Bruno Tombari and Mariangeles Caamaño dance Invierno

This is a guest post by Christina Choong.

Having been a recent convert of Game of Thrones and subsequently facing one of the most heartwrenching  episodes of primetime TV in recent times, I found it highly ironic (and apt) that while sitting at my weekly practica, this song came on.
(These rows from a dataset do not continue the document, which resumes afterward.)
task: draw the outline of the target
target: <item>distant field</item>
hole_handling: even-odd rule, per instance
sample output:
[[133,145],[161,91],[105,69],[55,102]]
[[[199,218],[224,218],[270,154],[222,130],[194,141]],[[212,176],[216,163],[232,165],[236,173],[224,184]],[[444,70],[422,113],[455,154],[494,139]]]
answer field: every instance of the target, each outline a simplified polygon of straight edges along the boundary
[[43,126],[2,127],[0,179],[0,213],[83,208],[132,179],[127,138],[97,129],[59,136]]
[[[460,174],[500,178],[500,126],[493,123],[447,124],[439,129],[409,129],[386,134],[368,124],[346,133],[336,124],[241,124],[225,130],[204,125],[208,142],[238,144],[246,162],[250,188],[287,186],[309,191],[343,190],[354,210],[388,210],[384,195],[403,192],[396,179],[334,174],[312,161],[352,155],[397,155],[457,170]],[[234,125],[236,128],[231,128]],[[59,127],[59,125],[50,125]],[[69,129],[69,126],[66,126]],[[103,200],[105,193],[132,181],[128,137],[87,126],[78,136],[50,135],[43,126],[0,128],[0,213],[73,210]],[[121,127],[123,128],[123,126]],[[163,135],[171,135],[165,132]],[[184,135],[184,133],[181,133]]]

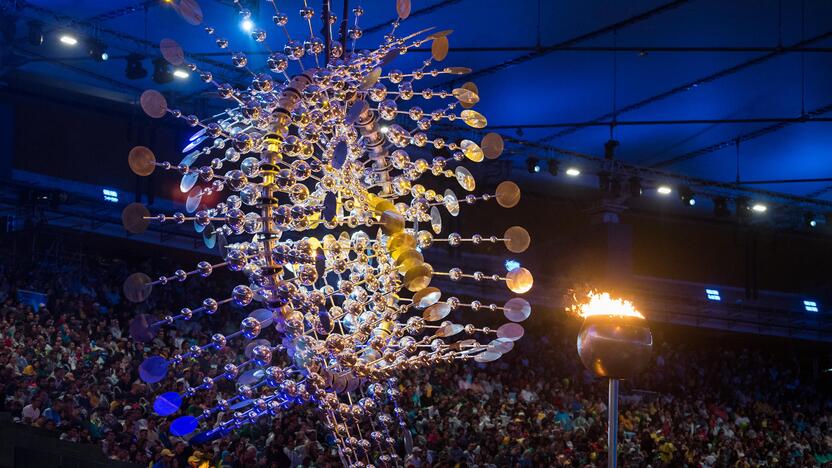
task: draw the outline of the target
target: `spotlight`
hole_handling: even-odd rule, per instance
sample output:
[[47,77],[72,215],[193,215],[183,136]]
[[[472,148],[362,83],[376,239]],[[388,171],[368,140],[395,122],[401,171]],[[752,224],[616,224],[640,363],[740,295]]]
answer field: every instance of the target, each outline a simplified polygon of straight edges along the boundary
[[633,198],[640,197],[644,193],[641,188],[641,179],[638,177],[630,177],[630,196]]
[[598,173],[598,188],[602,192],[609,192],[610,190],[610,173],[601,171]]
[[32,20],[29,21],[29,44],[39,46],[43,44],[43,21]]
[[693,190],[690,187],[679,187],[679,198],[686,206],[696,205],[696,198],[694,198]]
[[173,71],[173,76],[179,78],[180,80],[184,80],[191,76],[191,74],[186,72],[185,70],[182,70],[181,68],[177,68]]
[[535,157],[526,158],[526,169],[532,174],[540,172],[540,160]]
[[604,143],[604,159],[615,159],[615,150],[621,143],[618,140],[608,140]]
[[749,212],[751,211],[751,206],[748,204],[748,197],[737,197],[735,204],[737,217],[747,217]]
[[818,220],[815,218],[815,214],[811,212],[803,215],[803,223],[809,228],[818,226]]
[[577,167],[570,167],[566,170],[566,175],[568,175],[569,177],[578,177],[579,175],[581,175],[581,170]]
[[246,18],[240,21],[240,28],[242,28],[245,32],[251,32],[251,30],[254,29],[254,22],[251,21],[251,18]]
[[159,84],[173,81],[173,73],[170,71],[170,65],[161,57],[153,60],[153,81]]
[[765,213],[768,210],[768,207],[764,203],[755,203],[752,207],[755,213]]
[[125,76],[130,80],[140,80],[147,76],[147,70],[142,65],[143,56],[139,54],[130,54],[127,56],[127,68],[124,70]]
[[671,193],[673,193],[673,189],[670,188],[669,185],[659,185],[659,187],[656,189],[656,192],[658,192],[659,195],[670,195]]
[[389,132],[389,131],[390,131],[390,127],[388,127],[387,125],[382,125],[382,126],[379,128],[379,131],[381,131],[381,133],[387,133],[387,132]]
[[96,62],[104,62],[110,58],[110,55],[107,54],[107,45],[101,41],[92,41],[88,52]]
[[74,45],[78,44],[78,38],[75,37],[72,34],[69,34],[69,33],[61,34],[61,36],[58,38],[58,40],[61,41],[61,44],[64,44],[64,45],[67,45],[67,46],[74,46]]
[[558,175],[558,170],[559,170],[558,162],[555,161],[554,159],[550,159],[550,160],[546,161],[546,168],[549,171],[549,174],[552,174],[553,176]]
[[728,199],[725,197],[714,198],[714,215],[723,218],[730,214],[731,212],[728,210]]

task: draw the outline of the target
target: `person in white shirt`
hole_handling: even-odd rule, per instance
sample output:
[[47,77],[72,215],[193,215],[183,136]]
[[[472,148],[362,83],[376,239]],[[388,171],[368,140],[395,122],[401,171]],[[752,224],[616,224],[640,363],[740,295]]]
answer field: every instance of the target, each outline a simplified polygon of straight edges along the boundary
[[40,417],[40,401],[32,400],[31,403],[23,407],[23,421],[29,424],[35,422]]

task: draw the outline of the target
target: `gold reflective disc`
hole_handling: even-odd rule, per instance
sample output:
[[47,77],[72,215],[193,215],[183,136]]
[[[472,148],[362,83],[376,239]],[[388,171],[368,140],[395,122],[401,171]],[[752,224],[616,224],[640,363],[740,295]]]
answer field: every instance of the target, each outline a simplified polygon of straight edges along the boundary
[[443,338],[448,337],[448,336],[454,336],[454,335],[459,334],[463,330],[463,328],[464,327],[462,325],[458,324],[458,323],[445,322],[445,323],[442,324],[441,328],[436,330],[436,333],[434,333],[434,336],[443,337]]
[[434,234],[442,232],[442,214],[439,213],[439,208],[430,207],[430,228]]
[[173,39],[162,39],[159,43],[159,50],[169,64],[178,67],[185,63],[185,52],[182,51],[182,46]]
[[448,37],[453,32],[454,32],[453,29],[443,29],[442,31],[437,31],[437,32],[431,34],[430,36],[428,36],[428,39],[436,39],[436,38],[439,38],[439,37]]
[[512,322],[522,322],[532,314],[532,306],[522,297],[509,299],[503,306],[503,315]]
[[442,198],[442,203],[445,205],[445,209],[448,210],[448,213],[450,213],[451,216],[457,216],[459,214],[459,199],[456,198],[456,194],[453,190],[445,190],[445,195]]
[[473,192],[474,189],[477,188],[477,181],[474,180],[474,176],[471,175],[471,172],[468,169],[465,169],[462,166],[457,166],[454,174],[456,175],[456,181],[459,182],[459,185],[465,190]]
[[471,140],[462,140],[459,142],[459,147],[462,148],[462,154],[465,155],[466,158],[470,159],[474,162],[480,162],[485,157],[485,154],[480,148],[480,145],[474,143]]
[[159,119],[165,116],[168,110],[168,101],[162,96],[162,93],[155,89],[148,89],[142,93],[139,98],[139,104],[145,114],[154,119]]
[[[467,89],[468,91],[471,91],[472,93],[476,94],[477,96],[480,95],[480,90],[479,90],[479,88],[477,88],[477,85],[474,84],[473,81],[469,81],[469,82],[465,83],[464,85],[461,86],[461,88],[462,89]],[[462,105],[462,107],[464,109],[470,109],[471,107],[474,107],[474,104],[466,104],[464,102],[462,102],[460,104]]]
[[381,67],[373,68],[373,70],[364,77],[358,88],[362,90],[370,89],[374,84],[378,83],[379,78],[381,78]]
[[422,318],[429,322],[435,322],[437,320],[442,320],[443,318],[447,317],[451,313],[451,306],[444,302],[440,302],[439,304],[434,304],[427,309],[422,314]]
[[480,146],[482,146],[482,152],[485,153],[486,158],[497,159],[503,154],[505,144],[503,143],[502,135],[491,132],[482,137]]
[[451,75],[467,75],[472,70],[468,67],[448,67],[445,71]]
[[396,13],[400,19],[407,19],[410,16],[410,0],[396,0]]
[[396,268],[398,268],[399,271],[404,273],[411,267],[420,263],[424,263],[425,257],[423,257],[422,253],[416,249],[404,249],[397,250],[393,260],[393,264],[396,266]]
[[488,120],[486,120],[485,116],[475,110],[465,109],[459,116],[462,117],[463,122],[472,128],[485,128],[488,125]]
[[469,107],[480,102],[480,95],[465,88],[456,88],[453,90],[453,95],[462,104],[467,104]]
[[520,203],[520,187],[506,180],[497,186],[497,203],[503,208],[513,208]]
[[437,302],[442,297],[442,291],[439,288],[429,287],[425,288],[416,294],[413,295],[413,307],[417,309],[424,309],[426,307],[430,307]]
[[433,268],[427,263],[422,263],[407,270],[404,274],[404,285],[408,291],[416,292],[428,287],[432,277]]
[[390,239],[387,240],[387,250],[389,252],[395,252],[403,248],[415,249],[416,238],[402,231],[393,234],[392,236],[390,236]]
[[196,0],[181,0],[175,9],[188,24],[199,26],[202,23],[202,8]]
[[430,55],[433,57],[434,60],[437,62],[441,62],[445,60],[445,57],[448,56],[448,48],[450,45],[448,44],[448,38],[445,36],[437,37],[433,40],[433,44],[430,46]]
[[384,210],[381,213],[381,228],[387,235],[404,230],[404,216],[396,211]]
[[128,301],[144,302],[153,290],[153,286],[150,283],[150,277],[146,274],[133,273],[124,280],[124,285],[121,289],[124,291],[124,297]]
[[136,146],[127,155],[127,164],[134,174],[149,176],[156,169],[156,156],[146,146]]
[[150,225],[150,220],[145,219],[150,217],[150,211],[141,203],[131,203],[124,207],[121,212],[121,223],[124,229],[132,234],[141,234],[147,230]]
[[505,242],[506,248],[514,253],[525,252],[531,242],[529,231],[523,228],[523,226],[512,226],[506,229],[503,238],[505,239],[503,242]]
[[521,267],[506,274],[506,284],[513,292],[523,294],[532,288],[534,278],[529,270]]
Invierno (Winter)-yet another way Tango geniusly encapsulates emotions through its lyrics, it's music and it's movement (in the right hands).

Not surprisingly, this song yet again shows the contrast that Tango music likes to play with, in this case, yet another deceptively happy melody with a strong walking beat, and some of the saddest lyrics ever.

Drawing attention to this delightfully rhythmic performance by Bruno Tombari y Mariángeles Caamaño, I'd like to point out here that I'm hearing two distinct phrases of music that just BEG to be danced to.

A) The heavy syncopated chord arrangement of the piano right at the start, contrasted with the strings playing the main melody; immediately after,

B) The oft blaring (viola?) pulsing out a long drawn out note (later replaced with the voice) and the violins echoing the last two notes of the phrase as decorative accents

Bruno and Mariángeles hit 1) with a quick side step-paused step on the main beat, allowing the melody to trickle past, before catching up with an on-the-beat walk-walk-walk perfectly in time for the start of B) at 0:34. Mariángeles keeps the pivot flow, this time picking up the violin echoes as her music base (minute 0:48) as Bruno walks around her, before deftly switching and utilizing the alto beat to move forward.

This switching between the strong rhythm, main melody line and echo melody that are all distinctive in this song is what makes this performance exceptionally delightful. The meat of it which really caught my attention comes around 1:52, where A) is repeated again, this time with a move that I like to call 'the lag'. Call it what you will, but these two really manage to embody the 'one body 4 legs' concept of the dance, where this time the main beat is caught alternatively by Bruno, and then Mariángeles. Phew, not an easy move, but distinctly recognized as a signature stamp of these two, requiring precision, balance and an almost mind-reading ability between partners.

Voice comes in, and where Bruno initiates a giro with circular embellishments (2:12), we see how each circle is perfectly timed to be fully completed at the end of each beat. This rhythmic play comes in again at (2:30) with his tippety-tip-tip movements while Mariángeles continues on her languid back steps.

The rock-steps at (3:16) act almost like a personification of the fingers on the keyboard running down the length of the keys before a relaxed finish on a VERY fluid dance.

In all, beautiful, playful and a masterclass in rhythm play.